With Madelyn, Sean and I knew we wanted a different birth experience. Before Mads was even conceived, I began my research on natural childbirth. We chose the Midwife route as opposed to an obstetrician, hired a birthing doula, and took an intensive natural childbirth class. We surrounded ourselves with the tools needed in order to have the birth experience desired.**
Madelyn’s pregnancy and birth were not problem free, but because we had knowledge on our side, we were able to make informed decisions. I had MRSA and developed gestational diabetes while pregnant- both prevented me from being able to labor in the midwifery center. My labor with Madelyn started out the same as William’s- with my “water” breaking. Unlike the huge gush of water I had with William, this one was more of a trickle because I had a high leak. After trying to stimulate contractions for 12 hours at home, we headed to the hospital to lessen the risk of infection. I wanted as little intervention as possible, but sometimes there are circumstances that arise that mean you will require more. This is where good recall and knowledge of the situation come into play. I knew I needed Pitocin, but did not want to head down the slippery slope towards an epidural. Because we were equipped to handle such a situation, Sean and I took each incredibly strong contraction one at a time and knew how to work through them. With the contractions I had with William, I clinched and held my breath a lot. I knew from my Lamaze class that I was supposed to breathe through them, but I just didn’t know “how”. With Madelyn’s contractions, I definitely had the tools needed to stay calm and breathe through each and every one- leading to an epidural-free birth.

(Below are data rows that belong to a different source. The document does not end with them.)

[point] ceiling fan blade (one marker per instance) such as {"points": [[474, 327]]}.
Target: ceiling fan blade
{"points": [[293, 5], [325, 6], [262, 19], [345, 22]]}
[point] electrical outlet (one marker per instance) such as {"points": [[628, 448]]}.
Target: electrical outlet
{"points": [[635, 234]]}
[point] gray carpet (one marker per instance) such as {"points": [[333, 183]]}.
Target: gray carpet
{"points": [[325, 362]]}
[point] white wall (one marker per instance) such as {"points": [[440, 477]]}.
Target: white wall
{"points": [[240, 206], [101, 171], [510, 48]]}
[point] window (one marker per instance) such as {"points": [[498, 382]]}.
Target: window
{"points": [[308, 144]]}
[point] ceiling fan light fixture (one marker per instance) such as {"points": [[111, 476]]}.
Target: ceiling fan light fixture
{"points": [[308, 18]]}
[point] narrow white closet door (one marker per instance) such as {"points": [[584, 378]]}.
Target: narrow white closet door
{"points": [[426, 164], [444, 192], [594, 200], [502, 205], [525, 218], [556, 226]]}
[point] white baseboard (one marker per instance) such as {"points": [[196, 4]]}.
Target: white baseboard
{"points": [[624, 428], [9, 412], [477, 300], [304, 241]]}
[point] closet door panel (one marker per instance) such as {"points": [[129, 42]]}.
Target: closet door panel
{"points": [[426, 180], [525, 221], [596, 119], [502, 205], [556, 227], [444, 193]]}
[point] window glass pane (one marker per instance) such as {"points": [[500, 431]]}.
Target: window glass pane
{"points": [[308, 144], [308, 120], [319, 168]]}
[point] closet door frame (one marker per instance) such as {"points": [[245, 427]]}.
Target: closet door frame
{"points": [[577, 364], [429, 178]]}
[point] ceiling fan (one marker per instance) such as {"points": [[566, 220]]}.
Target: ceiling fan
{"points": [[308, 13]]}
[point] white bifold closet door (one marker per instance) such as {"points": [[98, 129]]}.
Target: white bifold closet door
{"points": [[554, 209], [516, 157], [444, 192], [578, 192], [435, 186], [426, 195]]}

It kills me to see women getting epidurals at 2 cm, laboring flat on their backs, and then pushing for hours on end. I know that a natural birth is not for everyone, but even having an epidural doesn’t mean you have to set yourself up for failure to progress, hours of pushing, or a c/s. Now, I realize that there are always extenuating circumstances, but I am talking about the instances that can be avoided- the examples where the patent is pressed to into making a decision. It is the desire to help inform and educate expecting mothers that pulls me towards being a doula/childbirth educator, and I can’t wait to be a part of something so much bigger than myself.